AI-powered microscope has no lens yet ‘sees’ nanoparticles for pathologists

Artificial intelligence is driving change into pathology as well as radiology. In Canada, for example, researchers have developed a lens-less microscope that uses algorithms based on mathematical models of light to produce large-scale slide images in 3D.

The device can be built for a few hundred dollars, and its inventors hope it can bring pathology to underserved parts of the world, according to a news release sent by the University of Waterloo in Ontario.

Led by Waterloo engineer and chair of medical imaging research Alexander Wong and PhD candidate Farnoud Kazemzadeh, the researchers say the current generation of their microscope—the first was described last year in Nature Scientific Reports—captures light fields and allows for 3D images that are around 100 times larger than the 2D images captured by more traditional microscopes.

Up to now, the only way to do get such wide-field slide visualization has been to stitch together multiple images from traditional microscopes, a much fussier and costlier proposition.
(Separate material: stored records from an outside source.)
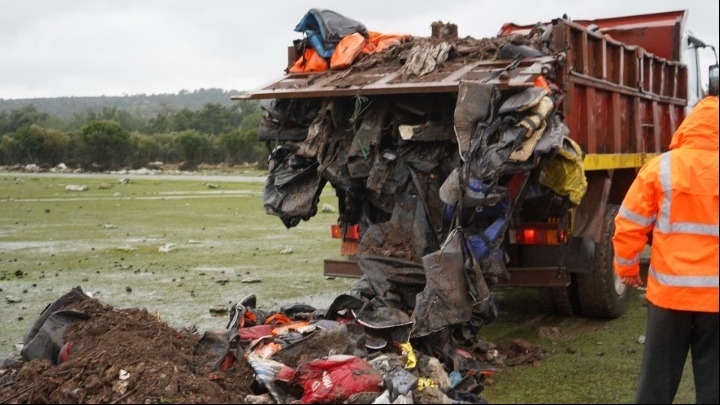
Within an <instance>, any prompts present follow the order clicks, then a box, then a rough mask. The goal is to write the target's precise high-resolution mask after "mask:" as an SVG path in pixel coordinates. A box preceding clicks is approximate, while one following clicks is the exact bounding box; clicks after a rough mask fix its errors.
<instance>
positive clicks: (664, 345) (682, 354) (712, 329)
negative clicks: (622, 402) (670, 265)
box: [635, 302, 720, 404]
mask: <svg viewBox="0 0 720 405" xmlns="http://www.w3.org/2000/svg"><path fill="white" fill-rule="evenodd" d="M718 319H719V318H718V313H717V312H710V313H708V312H689V311H676V310H671V309H664V308H660V307H658V306H656V305H653V304H652V303H650V302H648V317H647V331H646V333H645V334H646V338H645V350H644V351H643V360H642V366H641V369H640V382H639V384H638V390H637V395H636V397H635V403H638V404H671V403H672V401H673V399H675V394H676V393H677V389H678V386H679V385H680V379H681V378H682V372H683V368H684V366H685V360H686V359H687V354H688V351H690V353H691V359H692V367H693V376H694V380H695V396H696V398H695V400H696V402H697V403H698V404H717V403H718V386H719V383H718V358H720V351H719V349H718V346H719V343H718V342H719V341H720V339H719V338H720V335H719V334H718Z"/></svg>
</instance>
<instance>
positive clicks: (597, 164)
mask: <svg viewBox="0 0 720 405" xmlns="http://www.w3.org/2000/svg"><path fill="white" fill-rule="evenodd" d="M654 156H657V153H603V154H600V153H592V154H588V155H585V160H583V168H584V169H585V171H589V170H610V169H627V168H631V167H642V165H644V164H645V162H647V161H648V160H650V159H652V158H653V157H654Z"/></svg>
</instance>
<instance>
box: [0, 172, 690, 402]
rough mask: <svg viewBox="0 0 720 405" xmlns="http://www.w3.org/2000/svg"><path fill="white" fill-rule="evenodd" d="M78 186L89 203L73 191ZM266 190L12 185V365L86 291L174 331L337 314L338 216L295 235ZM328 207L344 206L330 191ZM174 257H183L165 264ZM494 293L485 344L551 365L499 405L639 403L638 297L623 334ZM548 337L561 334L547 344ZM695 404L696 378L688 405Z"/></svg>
mask: <svg viewBox="0 0 720 405" xmlns="http://www.w3.org/2000/svg"><path fill="white" fill-rule="evenodd" d="M68 184H83V185H87V186H88V190H86V191H82V192H70V191H67V190H66V189H65V186H66V185H68ZM262 188H263V185H262V184H261V183H240V182H238V183H234V182H223V183H216V184H213V183H208V182H204V181H197V180H182V181H179V180H166V181H160V180H150V179H148V180H135V181H133V182H132V183H130V184H120V183H119V182H118V181H117V180H111V179H106V178H105V179H94V178H85V179H82V180H79V179H67V178H47V177H43V178H36V177H22V178H19V177H14V176H13V175H12V174H11V173H0V289H2V291H0V324H1V325H2V328H0V357H4V356H6V355H9V354H10V353H11V352H12V350H13V344H14V343H18V342H21V341H22V337H23V335H24V334H25V332H26V331H27V330H28V329H29V327H30V325H31V324H32V322H33V321H34V320H35V318H36V317H37V316H38V315H39V314H40V312H41V311H42V310H43V309H44V308H45V306H46V305H47V304H49V303H51V302H53V301H54V300H55V299H57V298H58V297H59V296H60V295H62V294H63V293H65V292H66V291H68V290H69V289H70V288H72V287H74V286H78V285H79V286H81V287H82V288H83V289H84V290H85V291H88V292H90V293H92V294H94V296H95V297H97V298H98V299H100V300H101V301H102V302H103V303H105V304H108V305H112V306H115V307H117V308H130V307H133V308H146V309H147V310H148V311H151V312H158V313H159V314H160V316H161V317H162V319H164V320H165V321H166V322H168V324H170V325H172V326H176V327H180V326H186V325H191V324H195V325H197V326H198V328H199V329H200V330H207V329H222V328H224V327H225V324H226V322H227V319H226V317H225V316H220V317H216V316H213V315H212V314H211V313H210V311H209V309H210V308H211V307H212V306H215V305H222V306H225V307H229V306H230V305H231V304H233V303H235V302H238V301H240V300H241V299H242V298H244V297H245V296H247V295H249V294H256V295H257V297H258V304H259V306H261V307H266V308H271V309H276V308H278V306H280V305H282V304H284V303H292V302H302V303H310V304H315V305H317V306H318V307H325V306H327V305H328V304H329V302H330V300H331V299H332V298H334V297H335V296H336V295H337V294H338V293H341V292H344V291H347V289H349V288H350V286H351V285H352V284H353V283H354V281H355V280H354V279H341V278H338V279H325V278H324V277H323V275H322V263H323V259H325V258H339V255H338V253H339V252H338V251H339V246H338V242H337V241H336V240H333V239H331V238H330V237H329V226H330V224H331V223H333V222H334V221H335V220H336V217H337V213H321V212H320V213H318V214H317V215H316V216H315V217H313V218H312V219H311V220H310V221H307V222H301V224H300V225H299V226H297V227H296V228H292V229H289V230H288V229H285V227H284V226H283V225H282V223H281V222H280V220H279V219H278V218H277V217H274V216H271V215H267V214H265V212H264V211H263V208H262ZM324 203H327V204H329V205H331V206H333V207H337V200H336V198H335V196H334V192H333V191H332V189H330V188H327V189H326V190H325V192H324V193H323V196H322V198H321V203H320V205H321V206H322V205H323V204H324ZM169 244H172V245H169ZM165 246H172V249H170V250H171V251H169V252H167V253H163V252H160V251H159V249H160V248H162V247H165ZM283 251H285V252H286V253H283ZM289 251H291V253H287V252H289ZM224 280H226V281H224ZM495 294H496V295H497V298H498V302H499V308H500V316H499V318H498V319H497V320H496V321H495V322H493V323H492V324H490V325H486V326H485V327H484V328H483V329H482V330H481V336H480V337H481V339H483V340H486V341H489V342H493V343H496V344H499V345H502V344H505V343H507V342H509V341H511V340H512V339H516V338H523V339H526V340H528V341H530V342H531V343H535V344H539V345H541V346H542V347H543V348H545V349H546V350H547V355H546V356H545V358H544V359H543V360H542V361H540V362H537V363H536V364H534V365H522V366H514V367H508V368H505V369H502V370H501V371H500V372H499V373H498V374H497V375H495V376H493V377H492V381H489V382H490V383H488V384H487V386H486V388H485V390H484V391H483V392H482V394H481V395H482V396H483V397H484V398H485V399H487V400H488V401H489V402H490V403H631V402H632V401H633V399H634V393H635V386H636V381H637V375H638V370H639V366H640V359H641V356H642V348H643V346H642V345H641V344H639V343H638V341H637V340H638V338H639V337H640V336H641V335H643V334H644V331H645V311H646V308H645V306H644V300H643V297H642V296H641V295H640V293H639V292H637V291H635V292H634V297H632V299H631V303H630V308H629V310H628V312H627V313H626V314H625V315H624V316H622V317H620V318H619V319H616V320H611V321H607V320H594V319H588V318H583V317H558V316H550V315H546V314H545V313H543V312H542V309H541V308H540V306H539V305H538V296H537V293H536V291H535V290H532V289H509V288H506V289H499V290H496V291H495ZM16 299H19V300H20V302H17V303H10V302H9V301H12V300H16ZM547 328H557V332H558V333H557V334H555V335H553V336H552V337H542V336H541V334H540V333H539V332H540V331H541V330H546V329H547ZM693 402H694V391H693V384H692V374H691V372H690V370H689V368H688V367H686V373H685V375H684V377H683V382H682V384H681V386H680V391H679V392H678V395H677V398H676V403H693Z"/></svg>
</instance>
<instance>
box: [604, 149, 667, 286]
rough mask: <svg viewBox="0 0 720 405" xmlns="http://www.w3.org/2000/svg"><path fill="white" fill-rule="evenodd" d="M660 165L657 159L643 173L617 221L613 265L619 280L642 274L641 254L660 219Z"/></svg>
mask: <svg viewBox="0 0 720 405" xmlns="http://www.w3.org/2000/svg"><path fill="white" fill-rule="evenodd" d="M658 162H659V157H656V158H655V159H653V160H651V161H650V162H648V163H647V164H646V165H645V166H643V168H642V169H640V172H639V173H638V175H637V177H636V178H635V180H634V181H633V183H632V185H631V186H630V189H629V190H628V192H627V194H626V195H625V199H624V200H623V202H622V205H621V206H620V212H618V215H617V216H616V217H615V235H614V236H613V239H612V241H613V248H614V250H615V257H614V259H613V264H614V267H615V273H616V274H617V275H618V276H635V275H637V274H638V273H639V272H640V253H641V252H642V251H643V249H644V248H645V245H646V244H647V240H648V236H647V235H648V233H649V232H651V231H652V230H653V227H654V225H655V220H656V219H657V212H658V192H659V191H658V190H659V183H658V181H659V179H658Z"/></svg>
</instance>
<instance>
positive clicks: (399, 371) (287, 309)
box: [0, 287, 541, 404]
mask: <svg viewBox="0 0 720 405" xmlns="http://www.w3.org/2000/svg"><path fill="white" fill-rule="evenodd" d="M351 301H352V299H350V298H348V297H347V296H340V297H338V299H337V300H336V301H335V302H334V303H333V306H331V307H330V308H328V309H327V310H318V309H315V308H313V307H311V306H308V305H304V304H293V305H290V306H287V307H283V308H281V310H278V311H268V310H262V309H259V308H256V307H255V305H256V302H255V297H254V296H253V295H251V296H249V297H246V298H245V299H244V300H242V302H240V303H238V304H236V305H235V306H234V307H233V309H232V311H231V313H230V317H229V320H228V324H227V326H226V327H225V328H218V329H217V330H208V331H205V332H204V333H200V332H199V331H197V330H196V329H195V328H194V327H186V328H181V329H173V328H171V327H169V326H168V325H166V324H164V323H163V322H162V321H161V320H160V316H159V314H151V313H148V312H147V311H146V310H144V309H115V308H113V307H110V306H105V305H103V304H101V303H100V302H99V301H97V300H96V299H94V298H91V297H89V296H88V295H86V294H85V293H84V292H83V291H82V289H81V288H80V287H76V288H73V289H72V290H71V291H69V292H68V293H66V294H65V295H63V296H62V297H60V298H59V299H58V300H57V301H55V302H54V303H52V304H50V305H48V306H47V307H46V309H45V310H44V311H43V312H42V314H41V315H40V316H39V317H38V318H37V320H36V321H35V322H34V324H33V325H32V327H31V328H30V330H29V331H28V332H27V334H26V336H25V339H24V345H23V349H22V352H21V355H22V358H21V359H17V360H12V359H8V360H5V361H4V364H3V365H2V368H0V402H2V403H146V404H148V403H293V402H295V403H483V402H484V400H483V399H482V397H480V396H479V392H480V391H481V390H482V388H483V379H484V377H485V376H486V375H492V374H494V373H495V372H496V371H497V369H498V368H499V367H502V366H503V358H504V356H502V355H500V354H499V353H498V349H497V348H495V347H493V346H492V345H488V344H477V343H476V344H475V346H473V347H468V348H466V349H467V350H461V349H456V350H455V355H454V362H455V364H454V366H453V368H454V370H452V371H451V372H450V373H448V372H447V371H446V370H445V367H444V366H443V364H442V363H441V362H440V361H439V360H438V359H437V358H435V357H432V356H430V355H427V354H425V353H423V351H420V350H417V348H414V347H413V346H412V345H410V344H409V343H406V344H401V345H395V344H392V343H389V342H390V340H391V339H389V337H390V336H391V335H394V334H398V333H403V332H402V330H403V328H404V326H405V325H388V324H387V321H386V320H385V317H383V316H381V315H383V314H379V313H373V311H369V312H365V311H366V310H367V308H365V309H363V308H358V309H356V310H352V309H351V310H350V311H347V310H341V309H339V308H340V307H354V303H352V302H351ZM518 347H520V346H518ZM528 349H532V346H529V345H526V347H525V349H523V353H522V356H523V357H522V361H523V362H525V360H526V358H527V357H528V353H529V351H528ZM533 350H534V349H533ZM538 354H541V352H539V351H538ZM488 357H492V358H493V362H489V361H487V358H488ZM518 358H520V357H518ZM530 361H531V360H529V361H527V362H530ZM508 362H509V363H517V362H516V361H512V360H511V359H508Z"/></svg>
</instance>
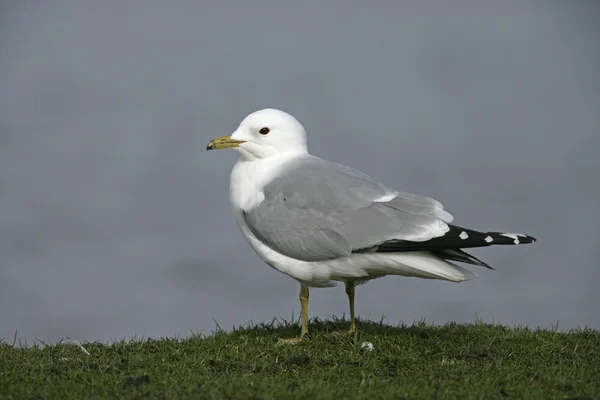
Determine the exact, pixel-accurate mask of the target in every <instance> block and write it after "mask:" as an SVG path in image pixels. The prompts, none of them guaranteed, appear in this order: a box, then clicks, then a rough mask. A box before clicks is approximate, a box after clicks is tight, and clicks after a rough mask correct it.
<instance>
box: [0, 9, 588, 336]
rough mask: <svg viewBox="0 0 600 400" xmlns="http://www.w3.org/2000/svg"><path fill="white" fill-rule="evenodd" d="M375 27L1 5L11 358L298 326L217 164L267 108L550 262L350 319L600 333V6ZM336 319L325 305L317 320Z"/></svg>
mask: <svg viewBox="0 0 600 400" xmlns="http://www.w3.org/2000/svg"><path fill="white" fill-rule="evenodd" d="M92 3H93V4H92ZM271 3H272V4H271ZM368 4H369V5H367V3H366V2H358V1H356V2H347V1H344V2H342V1H335V2H334V1H330V2H316V1H309V2H298V1H295V2H291V1H288V2H279V4H278V5H275V2H267V1H252V2H250V1H248V2H243V1H239V2H223V1H196V2H186V1H173V2H163V1H127V2H125V1H106V2H83V1H81V2H79V1H52V2H35V1H8V2H6V1H4V2H2V4H1V5H0V262H1V265H0V338H2V337H4V338H6V340H7V341H9V342H11V341H12V338H13V336H14V334H15V331H16V332H17V335H18V337H19V338H21V339H22V340H25V339H27V340H28V341H29V342H32V341H33V340H34V339H36V338H37V339H40V340H44V341H48V342H53V341H56V340H58V339H60V338H62V337H64V336H69V337H71V338H74V339H79V340H90V341H91V340H102V341H108V340H112V339H121V338H124V339H127V338H131V337H134V336H136V337H160V336H173V335H179V336H186V335H189V334H190V332H192V331H203V332H205V333H210V332H211V331H212V330H213V329H215V320H216V321H217V322H218V323H219V324H220V325H221V326H222V327H223V328H226V329H228V328H231V327H232V326H233V325H238V324H244V323H248V322H249V321H254V322H261V321H271V320H272V318H273V317H281V318H286V319H289V318H291V316H292V313H294V314H295V315H296V316H297V315H298V311H299V303H298V300H297V299H298V284H297V283H296V282H295V281H293V280H292V279H290V278H288V277H286V276H284V275H282V274H279V273H278V272H276V271H274V270H272V269H271V268H269V267H267V266H266V265H265V264H263V263H262V261H260V259H259V258H258V257H257V256H256V255H255V254H254V252H253V251H252V250H251V249H250V247H249V246H248V244H247V243H246V242H245V240H244V239H243V237H242V235H241V234H240V233H239V231H238V229H237V227H236V225H235V222H234V219H233V217H232V215H231V213H230V209H229V203H228V179H229V171H230V169H231V167H232V165H233V163H234V162H235V159H236V157H237V155H236V154H235V153H234V152H222V153H221V152H219V153H212V152H211V153H206V152H205V146H206V143H207V142H208V141H209V140H210V139H211V138H213V137H215V136H220V135H224V134H228V133H231V132H233V130H235V128H236V127H237V125H238V124H239V122H240V121H241V120H242V119H243V118H244V117H245V116H246V115H247V114H249V113H251V112H253V111H255V110H257V109H261V108H265V107H275V108H280V109H283V110H285V111H287V112H289V113H291V114H293V115H295V116H296V117H297V118H298V119H299V120H300V121H301V122H302V123H303V124H304V125H305V127H306V129H307V131H308V134H309V148H310V150H311V152H312V153H313V154H316V155H318V156H321V157H324V158H327V159H331V160H334V161H337V162H341V163H344V164H347V165H350V166H352V167H354V168H356V169H359V170H361V171H363V172H365V173H368V174H370V175H372V176H373V177H375V178H377V179H380V180H382V181H383V182H384V183H386V184H387V185H389V186H392V187H395V188H398V189H400V190H405V191H411V192H416V193H421V194H425V195H429V196H432V197H434V198H436V199H438V200H440V201H442V202H443V203H444V204H445V205H446V208H447V209H449V210H450V211H451V212H452V213H453V214H454V215H455V217H456V219H455V221H456V223H458V224H460V225H463V226H468V227H472V228H475V229H483V230H485V229H489V230H506V231H509V232H524V233H528V234H531V235H534V236H536V237H538V239H539V242H538V243H537V244H535V245H530V246H515V247H500V248H498V247H496V248H488V249H481V250H475V251H473V253H474V254H475V255H476V256H478V257H481V258H483V259H484V260H485V261H487V262H489V263H490V264H492V265H493V266H494V267H496V268H497V271H488V270H484V269H477V272H479V273H480V277H479V278H478V279H476V280H474V281H470V282H466V283H461V284H453V283H449V282H441V281H429V280H418V279H414V278H399V277H388V278H384V279H381V280H377V281H374V282H371V283H369V284H367V285H365V286H362V287H360V288H359V290H358V291H357V300H356V301H357V312H358V314H359V315H360V316H361V317H364V318H372V319H380V318H381V317H382V316H385V318H387V320H388V322H390V323H392V324H397V323H399V322H401V321H403V322H406V323H412V322H413V321H415V320H419V319H422V318H425V319H426V320H427V321H429V322H434V323H444V322H446V321H459V322H470V321H474V320H475V319H480V320H484V321H488V322H500V323H503V324H509V325H517V324H521V325H529V326H532V327H536V326H541V327H544V328H549V327H552V326H555V325H556V324H557V322H558V323H559V329H569V328H575V327H577V326H581V327H583V326H589V327H593V328H600V313H599V312H598V306H599V305H600V291H599V290H598V283H599V280H600V265H599V264H600V263H599V261H598V260H599V259H600V246H599V245H598V241H599V239H600V213H599V212H598V205H599V204H600V203H599V202H600V200H599V198H600V183H599V182H600V178H599V176H598V174H599V173H600V160H599V158H598V149H599V146H600V72H599V71H600V46H599V45H598V38H600V27H599V26H600V24H599V21H600V5H599V4H598V2H595V1H588V2H586V1H577V2H575V1H570V2H551V1H547V2H539V1H530V2H527V1H520V0H519V1H502V2H500V1H496V2H492V1H478V2H476V1H453V2H442V1H435V2H434V1H403V2H391V1H390V2H379V3H377V2H370V3H368ZM347 312H348V309H347V300H346V296H345V294H344V291H343V287H337V288H334V289H315V290H313V291H312V294H311V303H310V316H311V317H315V316H319V317H328V316H332V315H336V316H342V314H343V313H346V314H347Z"/></svg>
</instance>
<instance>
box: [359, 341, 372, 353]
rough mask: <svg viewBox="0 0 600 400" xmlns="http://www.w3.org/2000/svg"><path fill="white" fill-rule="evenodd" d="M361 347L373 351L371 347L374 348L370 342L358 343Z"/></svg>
mask: <svg viewBox="0 0 600 400" xmlns="http://www.w3.org/2000/svg"><path fill="white" fill-rule="evenodd" d="M360 348H361V349H365V350H367V351H373V349H374V348H375V347H374V346H373V343H371V342H362V344H361V345H360Z"/></svg>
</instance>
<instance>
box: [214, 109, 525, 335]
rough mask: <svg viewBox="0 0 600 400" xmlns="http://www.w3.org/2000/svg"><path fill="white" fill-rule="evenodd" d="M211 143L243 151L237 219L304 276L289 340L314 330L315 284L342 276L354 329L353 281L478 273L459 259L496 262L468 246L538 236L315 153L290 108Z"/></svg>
mask: <svg viewBox="0 0 600 400" xmlns="http://www.w3.org/2000/svg"><path fill="white" fill-rule="evenodd" d="M206 149H207V150H220V149H233V150H236V151H237V152H238V153H239V159H238V161H237V162H236V164H235V165H234V167H233V169H232V171H231V176H230V185H229V199H230V203H231V209H232V211H233V215H234V216H235V220H236V223H237V225H238V227H239V229H240V231H241V232H242V235H243V236H244V238H245V239H246V240H247V241H248V243H249V244H250V246H251V247H252V249H253V250H254V251H255V252H256V254H257V255H258V256H259V257H260V258H261V259H262V260H263V261H264V262H265V263H266V264H267V265H269V266H271V267H272V268H274V269H275V270H277V271H280V272H282V273H284V274H286V275H288V276H290V277H291V278H293V279H295V280H296V281H298V282H299V283H300V295H299V299H300V305H301V333H300V337H299V338H288V339H280V340H281V341H283V342H285V341H289V342H290V343H296V342H298V341H299V340H302V339H304V338H306V337H307V335H308V300H309V288H310V287H331V286H335V285H336V284H337V283H338V282H343V283H344V285H345V289H346V295H347V296H348V302H349V305H350V329H349V331H348V333H350V334H354V333H355V332H356V323H355V314H354V293H355V287H356V286H357V285H359V284H363V283H365V282H367V281H369V280H372V279H375V278H380V277H383V276H386V275H400V276H406V277H417V278H425V279H441V280H446V281H451V282H463V281H467V280H470V279H473V278H475V277H476V276H477V274H475V273H474V272H472V271H470V270H469V269H467V268H464V267H462V266H460V265H457V264H456V263H464V264H471V265H476V266H481V267H486V268H490V269H493V268H491V267H490V266H489V265H488V264H486V263H485V262H483V261H481V260H479V259H477V258H475V257H473V256H472V255H470V254H467V253H466V252H465V251H464V250H463V249H466V248H472V247H485V246H491V245H515V244H526V243H533V242H535V241H536V239H535V238H533V237H531V236H528V235H524V234H520V233H502V232H480V231H476V230H472V229H466V228H462V227H460V226H457V225H454V224H451V222H452V221H453V219H454V217H453V216H452V215H451V214H450V213H449V212H448V211H446V210H444V207H443V206H442V204H441V203H440V202H438V201H437V200H434V199H432V198H429V197H426V196H422V195H417V194H411V193H407V192H401V191H397V190H394V189H392V188H389V187H387V186H385V185H384V184H383V183H381V182H379V181H377V180H375V179H373V178H371V177H369V176H367V175H365V174H363V173H361V172H358V171H356V170H354V169H352V168H349V167H347V166H345V165H341V164H337V163H333V162H330V161H327V160H324V159H322V158H319V157H316V156H314V155H311V154H309V152H308V148H307V137H306V131H305V129H304V127H303V126H302V124H301V123H300V122H299V121H298V120H297V119H296V118H294V117H293V116H291V115H290V114H288V113H286V112H284V111H280V110H276V109H270V108H269V109H263V110H259V111H256V112H254V113H252V114H250V115H248V116H247V117H246V118H244V119H243V121H242V122H241V124H240V125H239V127H238V128H237V129H236V130H235V132H233V133H232V134H231V135H228V136H222V137H218V138H215V139H213V140H211V141H210V142H209V143H208V145H207V147H206Z"/></svg>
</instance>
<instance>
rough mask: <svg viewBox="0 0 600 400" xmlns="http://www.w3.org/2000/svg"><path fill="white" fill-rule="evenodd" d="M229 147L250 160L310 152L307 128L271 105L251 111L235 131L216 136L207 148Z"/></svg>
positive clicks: (242, 121) (213, 149)
mask: <svg viewBox="0 0 600 400" xmlns="http://www.w3.org/2000/svg"><path fill="white" fill-rule="evenodd" d="M228 148H229V149H234V150H237V151H239V152H240V154H241V156H242V157H243V158H245V159H250V160H255V159H259V158H267V157H272V156H276V155H280V154H284V153H307V147H306V132H305V131H304V127H303V126H302V124H301V123H300V122H298V120H297V119H296V118H294V117H292V116H291V115H290V114H288V113H285V112H283V111H280V110H275V109H272V108H267V109H264V110H260V111H256V112H253V113H252V114H250V115H248V116H247V117H246V118H244V120H243V121H242V123H241V124H240V126H239V127H238V128H237V129H236V130H235V132H233V133H232V134H231V135H228V136H221V137H218V138H215V139H213V140H211V141H210V142H209V143H208V145H207V146H206V150H220V149H228Z"/></svg>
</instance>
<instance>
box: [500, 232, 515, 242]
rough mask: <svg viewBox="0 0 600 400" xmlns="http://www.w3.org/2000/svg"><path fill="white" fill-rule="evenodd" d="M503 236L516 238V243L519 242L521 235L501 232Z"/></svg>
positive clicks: (514, 238) (512, 237)
mask: <svg viewBox="0 0 600 400" xmlns="http://www.w3.org/2000/svg"><path fill="white" fill-rule="evenodd" d="M501 235H502V236H506V237H507V238H510V239H514V241H515V244H519V237H518V236H517V234H515V233H501Z"/></svg>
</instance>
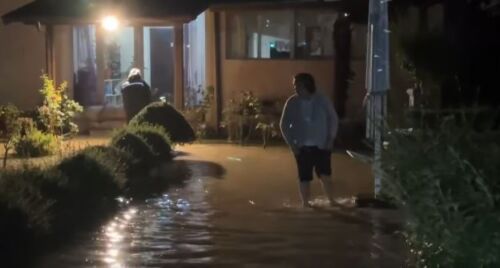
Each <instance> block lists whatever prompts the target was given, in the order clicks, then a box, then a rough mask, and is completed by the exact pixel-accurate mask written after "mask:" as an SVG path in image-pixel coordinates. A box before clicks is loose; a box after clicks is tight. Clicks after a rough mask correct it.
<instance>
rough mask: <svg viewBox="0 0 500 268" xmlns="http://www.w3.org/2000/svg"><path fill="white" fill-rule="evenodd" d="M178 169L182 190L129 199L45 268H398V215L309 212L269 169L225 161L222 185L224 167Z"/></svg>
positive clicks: (190, 161)
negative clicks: (288, 191)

“Currently, the technology required to operate a pathology lab is quite expensive and is largely restricted to places such as Europe and North America, which can afford them,” says Kazemzadeh, an adjunct professor of systems design engineering. “It would be interesting to see what a more affordable, mobile pathology lab could achieve.”

“We introduced a wide-field lensfree on-chip phase contrast microscopy instrument capable of detecting particles at the nanometer resolution,” Wong and Kazemzadeh wrote in last year’s journal article introducing the device, which the university calls a spectral light-fusion microscope. “The instrument does not require hologram magnification, specialized sample preparation, or the use of synthetic aperture- or lateral shift-based techniques to accomplish detection of nanoparticles.”

They underscored that, despite its use of sophisticated algorithmic processing tools, their proposed instrument is “extremely simple and economical to implement, allowing for democratization and proliferation of such systems at every level of healthcare, industry, education or research.”